Perfectionism can manifest as an acquired habit, such as watching and learning from a parent or caregiver, or as a byproduct of a stressful and demanding environment. Filled with fear, judgment, and unrealistically high expectations, many children and adults who are diagnosed with perfectionism are also suffering from anxiety and OCD behaviors.
For me, this need for perfection began in childhood with an overbearing parent. No matter how I would try to please them, it was never good enough. No chore was done “right”. No amount of effort I put into a task was enough. The unfortunate consequence with this type of parenting resulted in the procrastination of simple tasks, as the anxiety of simply beginning something I knew I could do, but had convinced myself I would screw up, left me bawled up in a fetal-position, dreading the final outcome. If I couldn’t get it right, if I couldn’t start and finish it on time, I just wouldn’t bother with it. Not doing it all seemed better than trying and disappointing them…or myself.

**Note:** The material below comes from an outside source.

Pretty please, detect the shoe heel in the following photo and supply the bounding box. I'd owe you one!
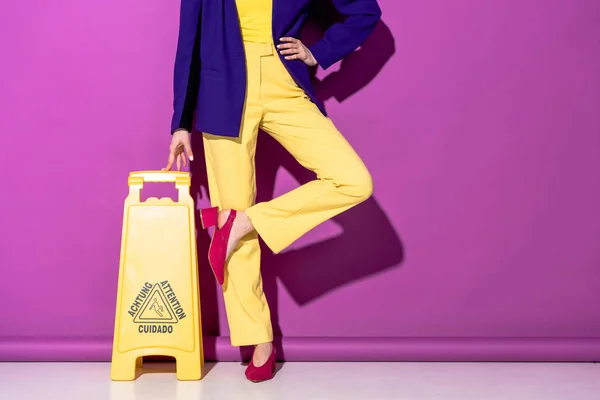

Fast forward twenty plus years and not much has changed. I’m aware of my trauma. I work on it daily, but the anxiety of perfectionism lingers. It affects my everyday life with my family and my work. I won’t accept a new work project that I know I can do, because who am I kidding? I’ll take too long to complete it, or it won’t have the right vocabulary, or I’ll make a wrong edit, or….
There’s that voice from my past, weighing in and making sure she’s heard.

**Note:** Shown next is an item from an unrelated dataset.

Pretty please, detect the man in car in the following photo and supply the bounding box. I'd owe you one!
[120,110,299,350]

The voice of perfectionism can be deafening, rattling around inside my head, affecting not only myself but my coworkers, family, and friends.
What if my children follow my behaviors? What if I don’t hide these tendencies well enough and they also think that perfection is the only way or nothing at all? Sadly, this has been the case for one of my children. Watching him struggle with the big emotions of a child on the spectrum, but also with multiple other diagnoses, including OCD and anxiety and perfectionism, is not just difficult for me, but a reminder of my past. I just want to fix it for him. I want to work on myself for me, but also for him. I want him to know that these behaviors don’t have to control us.
Recognizing my need to have everything “just so” and the way I project that onto my husband and kids is crucial. They should not have to absorb or endure my anxiety around performance. They do not need to live in an anxiety-filled home with a parent who believes they aren’t good enough, or can’t do anything right, as I did. I do not need to repeat that trauma.
As a perfectionist, I know I may never get to a place where I feel things are completely resolved. My mindset needs to shift from perfection to progress so that my internal voice doesn’t begin to affect my mental and physical health, my relationships, and my work performance.
I’m learning how to do this, slowly. There is nothing wrong with wanting to show the world my best self, my best work; but pushing myself to the point of anxiety and the inability to function normally isn’t worth it. I deserve better. I am worth more.